Like I said, different world. I remember when we sang "Up, Awake! Ye Defenders of Zion" right after the "Star-Spangled Banner" before starting the school day. (I went to school in Utah, in the early 1970s, and apparently several Supreme Court decisions before Madalyn Murray O'Hair--or at least before word of her hit the local school board.) I remember when gas was 78 cents a gallon during the Iran oil embargo, but it didn't matter because you couldn't find a gas station that had any. Not that I expected to live long enough to learn how to drive because the Russians (remember them?) were going to push the button and start the nuclear war that would destroy life on Earth. I remember "On the Beach" and "The Day After" and wondering why anyone would want to survive a nuclear war in the first place. (Yes, I was a fatalistic little kid. It was kind of hard not to be.)
I remember when Jimmy Carter was President and for a few shining years there, everything looked hopeful. We were going to have electric cars and we'd stop relying on oil from the Middle East. We'd all pass the Presidential Physical Fitness Test and devote our lives to community service and everything would be just grand. Then Reagan got elected and AIDS swept the planet (coincidence? Probably) and the Space Shuttle, that great symbol of American know-how, blew up because it got too cold out. And inevitably the jokes started: "What does NASA stand for?" "Need Another Seven Astronauts." Oh yes, the witty repartee never stopped.
On the other hand, I remember when there were no play dates and nobody had ever heard of day care. Kids ran around the neighborhood on bikes after school and hung around in each other's yards, and nobody panicked and called the local police department's gang control unit. I remember when there were no cell phones and no Internet, and you had to ask your parents' permission to use the phone because telephone calls were expensive. If you wanted to know something about something, you had to go look it up at the library because there was no such thing as "googling." I remember when you'd be walking to school, and somebody's mother would be driving by and she'd stop to pick you up and give you a ride the rest of the way, and it never occurred to you for one second that this might be an abduction about to happen. There was no "stranger danger" because there weren't any strangers. Everybody knew everybody, except that sinister old dude who lived across the street, and everybody still knew he was the sinister old dude across the street, so you still knew him even if you didn't know him. And after he died it turned out he was a millionaire several times over who'd left all his money to the library or the hospital or something. People were just weird like that.

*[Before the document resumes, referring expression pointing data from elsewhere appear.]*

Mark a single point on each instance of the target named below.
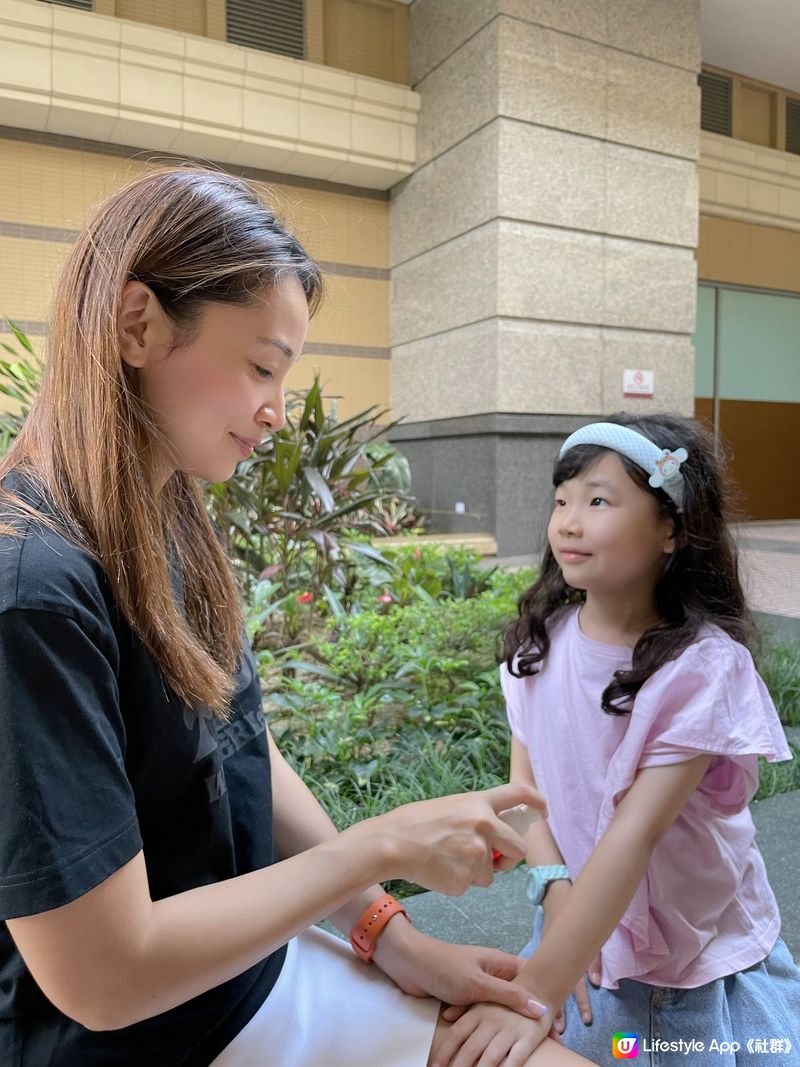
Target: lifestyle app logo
(625, 1046)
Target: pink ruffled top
(704, 908)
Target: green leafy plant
(19, 381)
(780, 667)
(293, 512)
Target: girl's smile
(606, 532)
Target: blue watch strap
(540, 877)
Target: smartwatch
(539, 879)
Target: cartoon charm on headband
(668, 465)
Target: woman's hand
(446, 844)
(462, 974)
(489, 1035)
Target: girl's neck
(617, 620)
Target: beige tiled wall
(189, 16)
(53, 185)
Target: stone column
(544, 242)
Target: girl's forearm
(589, 913)
(603, 891)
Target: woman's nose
(272, 414)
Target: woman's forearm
(301, 823)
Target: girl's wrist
(555, 894)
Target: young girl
(635, 706)
(157, 854)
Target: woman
(157, 851)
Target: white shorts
(329, 1009)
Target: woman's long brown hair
(194, 236)
(700, 580)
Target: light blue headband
(662, 465)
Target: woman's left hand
(489, 1035)
(422, 966)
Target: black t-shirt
(98, 760)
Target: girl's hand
(446, 844)
(422, 966)
(489, 1035)
(581, 997)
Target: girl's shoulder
(713, 654)
(712, 699)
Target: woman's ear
(670, 541)
(142, 325)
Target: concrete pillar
(544, 243)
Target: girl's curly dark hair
(700, 580)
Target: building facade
(530, 213)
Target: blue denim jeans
(760, 1005)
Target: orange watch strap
(364, 935)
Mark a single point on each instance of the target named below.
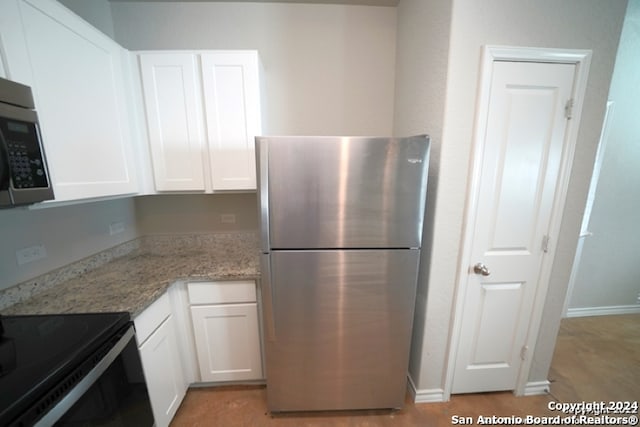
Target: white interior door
(523, 143)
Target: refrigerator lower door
(341, 328)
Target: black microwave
(24, 177)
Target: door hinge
(568, 109)
(523, 352)
(545, 243)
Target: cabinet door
(172, 100)
(81, 101)
(232, 102)
(163, 372)
(227, 342)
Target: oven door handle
(81, 387)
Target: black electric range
(39, 353)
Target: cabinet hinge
(523, 352)
(568, 109)
(545, 243)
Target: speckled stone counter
(131, 282)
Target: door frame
(490, 55)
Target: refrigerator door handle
(267, 297)
(262, 157)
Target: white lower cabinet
(226, 330)
(161, 363)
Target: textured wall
(69, 233)
(608, 271)
(328, 69)
(421, 73)
(579, 24)
(95, 12)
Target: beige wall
(580, 24)
(328, 69)
(608, 271)
(190, 213)
(421, 73)
(69, 233)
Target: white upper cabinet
(203, 113)
(232, 101)
(78, 77)
(171, 91)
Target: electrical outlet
(116, 228)
(228, 218)
(30, 254)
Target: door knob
(482, 269)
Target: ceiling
(388, 3)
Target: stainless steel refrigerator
(341, 229)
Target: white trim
(536, 388)
(603, 311)
(582, 60)
(427, 395)
(584, 228)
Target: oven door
(114, 392)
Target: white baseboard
(426, 395)
(536, 388)
(603, 311)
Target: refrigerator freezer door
(334, 192)
(341, 328)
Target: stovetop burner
(37, 351)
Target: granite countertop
(133, 281)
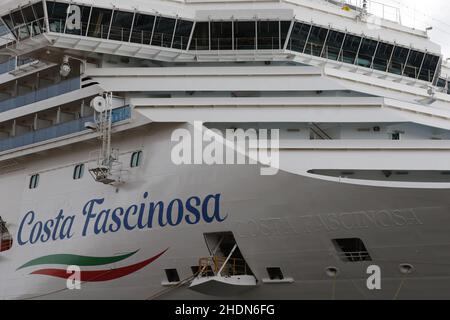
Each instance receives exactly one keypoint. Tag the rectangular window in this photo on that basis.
(275, 273)
(221, 35)
(285, 25)
(398, 61)
(34, 181)
(244, 35)
(366, 53)
(333, 45)
(78, 172)
(121, 26)
(57, 14)
(299, 36)
(85, 13)
(182, 34)
(382, 56)
(316, 41)
(163, 34)
(429, 67)
(350, 48)
(136, 159)
(268, 35)
(142, 29)
(200, 39)
(100, 22)
(413, 64)
(172, 275)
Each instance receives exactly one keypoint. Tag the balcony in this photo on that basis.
(41, 94)
(59, 130)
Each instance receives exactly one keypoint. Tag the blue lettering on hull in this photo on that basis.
(99, 220)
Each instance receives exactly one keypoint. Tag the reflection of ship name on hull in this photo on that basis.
(382, 219)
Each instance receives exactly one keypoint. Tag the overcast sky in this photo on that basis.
(425, 13)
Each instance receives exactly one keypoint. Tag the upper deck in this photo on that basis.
(192, 31)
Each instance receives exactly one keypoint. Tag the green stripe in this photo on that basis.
(71, 259)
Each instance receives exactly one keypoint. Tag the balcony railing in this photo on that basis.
(59, 130)
(41, 94)
(7, 66)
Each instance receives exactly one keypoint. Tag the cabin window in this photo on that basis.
(413, 64)
(57, 13)
(299, 36)
(398, 60)
(142, 29)
(222, 35)
(382, 56)
(164, 30)
(78, 172)
(6, 239)
(182, 34)
(366, 53)
(268, 35)
(200, 39)
(121, 26)
(350, 48)
(333, 45)
(136, 159)
(244, 35)
(429, 68)
(172, 275)
(99, 23)
(316, 41)
(275, 273)
(34, 181)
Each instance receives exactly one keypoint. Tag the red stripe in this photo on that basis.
(99, 275)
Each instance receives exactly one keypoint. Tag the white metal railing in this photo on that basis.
(382, 10)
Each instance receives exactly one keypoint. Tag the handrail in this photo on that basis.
(59, 130)
(232, 267)
(40, 94)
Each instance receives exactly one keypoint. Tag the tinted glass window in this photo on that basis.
(382, 56)
(38, 10)
(333, 45)
(316, 41)
(200, 39)
(299, 36)
(121, 26)
(285, 25)
(99, 24)
(398, 60)
(221, 35)
(57, 13)
(85, 12)
(244, 35)
(8, 20)
(429, 67)
(163, 34)
(350, 48)
(39, 13)
(413, 64)
(142, 29)
(268, 35)
(28, 14)
(182, 34)
(366, 53)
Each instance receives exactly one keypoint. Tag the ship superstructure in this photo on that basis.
(91, 93)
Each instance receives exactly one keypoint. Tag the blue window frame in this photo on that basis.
(136, 159)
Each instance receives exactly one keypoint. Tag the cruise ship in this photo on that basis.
(348, 196)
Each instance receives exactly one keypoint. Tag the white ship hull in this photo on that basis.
(286, 221)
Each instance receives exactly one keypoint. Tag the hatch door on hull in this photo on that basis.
(5, 237)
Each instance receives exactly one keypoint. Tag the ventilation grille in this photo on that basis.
(352, 250)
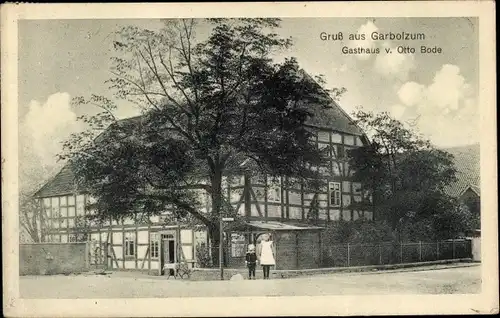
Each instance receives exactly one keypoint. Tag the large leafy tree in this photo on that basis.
(208, 105)
(406, 177)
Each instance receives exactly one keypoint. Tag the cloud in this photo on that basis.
(394, 64)
(398, 111)
(448, 88)
(411, 93)
(42, 130)
(447, 109)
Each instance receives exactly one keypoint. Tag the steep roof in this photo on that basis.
(466, 159)
(331, 117)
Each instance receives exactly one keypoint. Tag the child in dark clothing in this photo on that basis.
(251, 261)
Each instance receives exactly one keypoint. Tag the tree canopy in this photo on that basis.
(208, 105)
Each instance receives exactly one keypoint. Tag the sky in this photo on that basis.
(62, 59)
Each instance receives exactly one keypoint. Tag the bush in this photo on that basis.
(359, 231)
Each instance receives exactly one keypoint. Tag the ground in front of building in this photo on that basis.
(458, 280)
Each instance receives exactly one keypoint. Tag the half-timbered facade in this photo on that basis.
(267, 205)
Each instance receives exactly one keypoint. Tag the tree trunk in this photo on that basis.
(214, 228)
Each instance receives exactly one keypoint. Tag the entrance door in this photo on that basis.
(168, 254)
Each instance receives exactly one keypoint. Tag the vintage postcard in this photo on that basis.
(249, 159)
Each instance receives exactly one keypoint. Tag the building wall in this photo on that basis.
(270, 198)
(53, 258)
(255, 197)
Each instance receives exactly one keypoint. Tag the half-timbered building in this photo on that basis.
(267, 206)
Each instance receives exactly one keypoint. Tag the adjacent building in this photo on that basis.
(267, 206)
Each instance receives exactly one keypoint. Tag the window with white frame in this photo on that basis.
(129, 244)
(274, 191)
(334, 194)
(155, 245)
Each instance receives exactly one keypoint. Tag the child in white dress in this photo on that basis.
(266, 255)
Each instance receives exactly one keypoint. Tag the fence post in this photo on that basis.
(453, 247)
(348, 256)
(401, 252)
(420, 251)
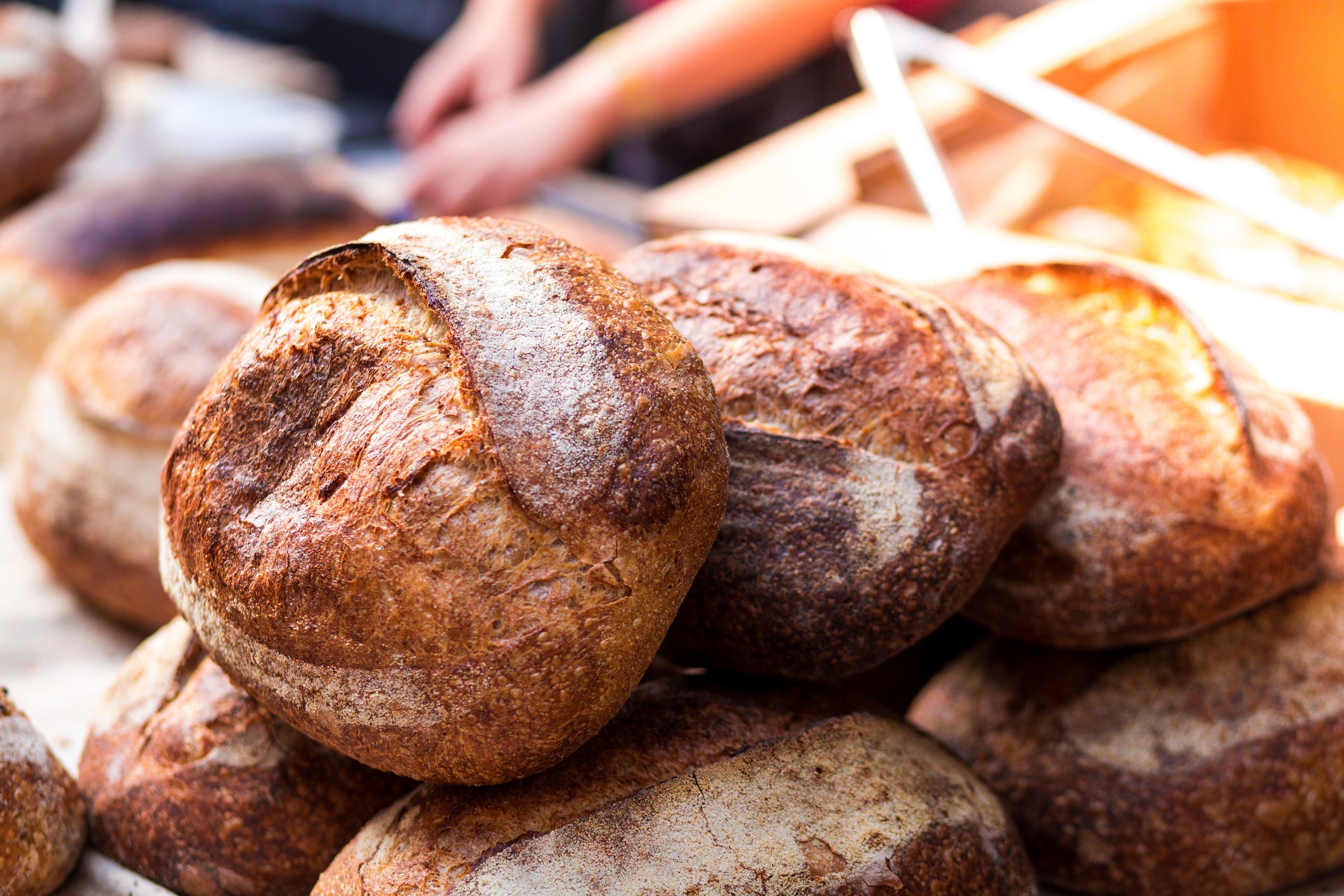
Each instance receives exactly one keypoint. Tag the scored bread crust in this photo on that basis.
(50, 103)
(1189, 490)
(62, 249)
(194, 785)
(100, 417)
(438, 508)
(1207, 766)
(42, 816)
(883, 446)
(708, 789)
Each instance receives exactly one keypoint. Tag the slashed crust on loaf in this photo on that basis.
(50, 103)
(706, 789)
(1189, 490)
(100, 418)
(42, 817)
(1205, 766)
(883, 448)
(194, 785)
(440, 507)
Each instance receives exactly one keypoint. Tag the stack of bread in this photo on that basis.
(441, 504)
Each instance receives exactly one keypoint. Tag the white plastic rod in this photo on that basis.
(1116, 136)
(881, 70)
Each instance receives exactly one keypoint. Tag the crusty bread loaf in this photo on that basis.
(42, 817)
(50, 103)
(883, 448)
(1207, 766)
(101, 414)
(438, 508)
(698, 788)
(191, 783)
(1190, 490)
(62, 249)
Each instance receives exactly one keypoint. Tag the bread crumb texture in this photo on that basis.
(698, 788)
(1189, 489)
(1207, 766)
(441, 504)
(883, 448)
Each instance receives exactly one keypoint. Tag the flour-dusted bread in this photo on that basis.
(1210, 766)
(66, 246)
(100, 417)
(42, 817)
(440, 507)
(50, 103)
(1189, 492)
(193, 783)
(698, 788)
(883, 446)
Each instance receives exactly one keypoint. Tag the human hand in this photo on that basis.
(494, 153)
(490, 53)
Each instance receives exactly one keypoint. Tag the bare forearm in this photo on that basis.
(687, 54)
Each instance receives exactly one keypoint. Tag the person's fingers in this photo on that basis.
(438, 84)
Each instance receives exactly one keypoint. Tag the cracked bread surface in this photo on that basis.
(883, 448)
(194, 785)
(438, 508)
(699, 786)
(1190, 490)
(1208, 766)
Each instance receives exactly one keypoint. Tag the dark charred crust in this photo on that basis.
(866, 499)
(1160, 520)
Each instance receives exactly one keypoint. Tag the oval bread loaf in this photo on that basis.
(101, 414)
(698, 788)
(50, 103)
(191, 783)
(883, 448)
(1206, 766)
(42, 817)
(66, 246)
(1190, 490)
(438, 508)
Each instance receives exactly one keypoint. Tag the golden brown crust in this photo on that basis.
(1189, 490)
(1206, 766)
(669, 798)
(480, 465)
(883, 448)
(42, 816)
(191, 783)
(100, 418)
(50, 103)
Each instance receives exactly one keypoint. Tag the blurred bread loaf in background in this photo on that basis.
(194, 785)
(1190, 490)
(58, 252)
(100, 417)
(883, 446)
(705, 788)
(1208, 766)
(42, 816)
(50, 103)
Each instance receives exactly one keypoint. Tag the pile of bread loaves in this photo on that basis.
(432, 513)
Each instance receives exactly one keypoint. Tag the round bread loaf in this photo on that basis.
(440, 507)
(883, 448)
(696, 788)
(66, 246)
(191, 783)
(50, 103)
(42, 817)
(1189, 490)
(101, 414)
(1206, 766)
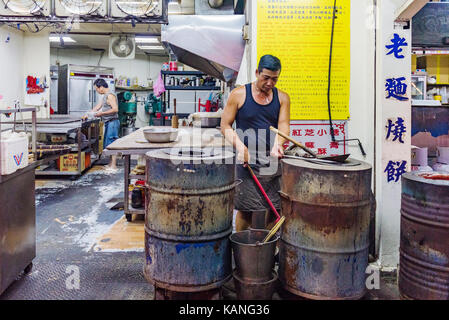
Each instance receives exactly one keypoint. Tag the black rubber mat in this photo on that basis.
(65, 217)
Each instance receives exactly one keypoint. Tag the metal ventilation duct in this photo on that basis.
(212, 44)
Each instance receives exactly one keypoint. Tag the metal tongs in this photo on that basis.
(340, 158)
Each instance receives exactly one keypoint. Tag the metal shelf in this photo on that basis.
(183, 73)
(135, 211)
(133, 89)
(137, 176)
(204, 88)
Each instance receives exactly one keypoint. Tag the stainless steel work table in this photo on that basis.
(66, 124)
(133, 144)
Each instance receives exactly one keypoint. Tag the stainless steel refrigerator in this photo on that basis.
(76, 92)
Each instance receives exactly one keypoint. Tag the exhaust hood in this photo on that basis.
(212, 44)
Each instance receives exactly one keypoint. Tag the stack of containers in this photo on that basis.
(442, 164)
(254, 275)
(419, 160)
(13, 152)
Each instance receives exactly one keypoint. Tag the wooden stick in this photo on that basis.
(274, 230)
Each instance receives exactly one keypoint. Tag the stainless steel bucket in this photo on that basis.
(255, 291)
(254, 260)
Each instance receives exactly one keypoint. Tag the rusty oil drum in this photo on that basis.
(324, 242)
(188, 219)
(424, 246)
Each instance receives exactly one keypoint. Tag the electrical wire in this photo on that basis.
(329, 88)
(329, 74)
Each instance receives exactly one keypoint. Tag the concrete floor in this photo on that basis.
(77, 232)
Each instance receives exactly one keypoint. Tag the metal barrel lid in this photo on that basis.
(190, 154)
(349, 165)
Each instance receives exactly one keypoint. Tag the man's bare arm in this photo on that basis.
(228, 118)
(284, 118)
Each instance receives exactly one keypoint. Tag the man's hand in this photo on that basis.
(243, 155)
(277, 151)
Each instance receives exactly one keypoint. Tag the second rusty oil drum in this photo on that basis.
(424, 248)
(324, 242)
(188, 218)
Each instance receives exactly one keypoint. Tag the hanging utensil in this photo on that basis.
(264, 193)
(274, 229)
(339, 158)
(174, 119)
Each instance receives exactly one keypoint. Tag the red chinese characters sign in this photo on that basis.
(316, 136)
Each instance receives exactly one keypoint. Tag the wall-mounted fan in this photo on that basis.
(122, 47)
(24, 7)
(136, 8)
(64, 8)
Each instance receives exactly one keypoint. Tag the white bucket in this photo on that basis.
(419, 156)
(443, 155)
(13, 152)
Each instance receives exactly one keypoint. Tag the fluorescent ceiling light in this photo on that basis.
(146, 40)
(57, 39)
(151, 47)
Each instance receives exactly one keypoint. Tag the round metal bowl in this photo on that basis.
(160, 135)
(207, 122)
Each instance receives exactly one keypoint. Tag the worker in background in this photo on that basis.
(107, 110)
(255, 107)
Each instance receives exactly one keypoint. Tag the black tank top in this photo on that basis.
(253, 122)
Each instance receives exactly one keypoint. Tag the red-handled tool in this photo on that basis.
(263, 192)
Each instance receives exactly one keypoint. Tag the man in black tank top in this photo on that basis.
(255, 107)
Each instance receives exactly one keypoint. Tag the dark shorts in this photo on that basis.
(111, 129)
(248, 196)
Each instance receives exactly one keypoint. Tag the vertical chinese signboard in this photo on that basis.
(393, 129)
(298, 32)
(396, 107)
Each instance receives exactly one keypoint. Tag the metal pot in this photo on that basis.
(207, 122)
(160, 135)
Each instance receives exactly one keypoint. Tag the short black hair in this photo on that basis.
(101, 83)
(269, 62)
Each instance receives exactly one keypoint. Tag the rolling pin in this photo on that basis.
(174, 119)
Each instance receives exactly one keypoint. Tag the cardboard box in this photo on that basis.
(69, 162)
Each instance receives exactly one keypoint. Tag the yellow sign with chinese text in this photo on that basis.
(298, 32)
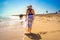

I remember when the school day ended at three and the parents came home by five. I remember when we spent weekends at Snowbird because ski lift passes only cost $15 each (scary to think of now, isn't it?) I remember when you could get on an airplane and not only avoid being groped by the TSA (because there was no TSA), but you didn't even have to walk through a metal detector. There was no such thing as "skyjacking", the Twin Towers were still standing and Osama Bin Laden was just another reactionary fighting some pointless war in Afghanistan against the Russians, who used to be the bad guys. Oh, and we were financing him then, too. Your enemy's enemy is your friend.
And on that note, it looks like I've come full circle. So I'll just say this. I remember when I didn't have a blog, and I just blathered this stuff to myself in the shower. Heaven forfend we ever return to those days. Cheers, all.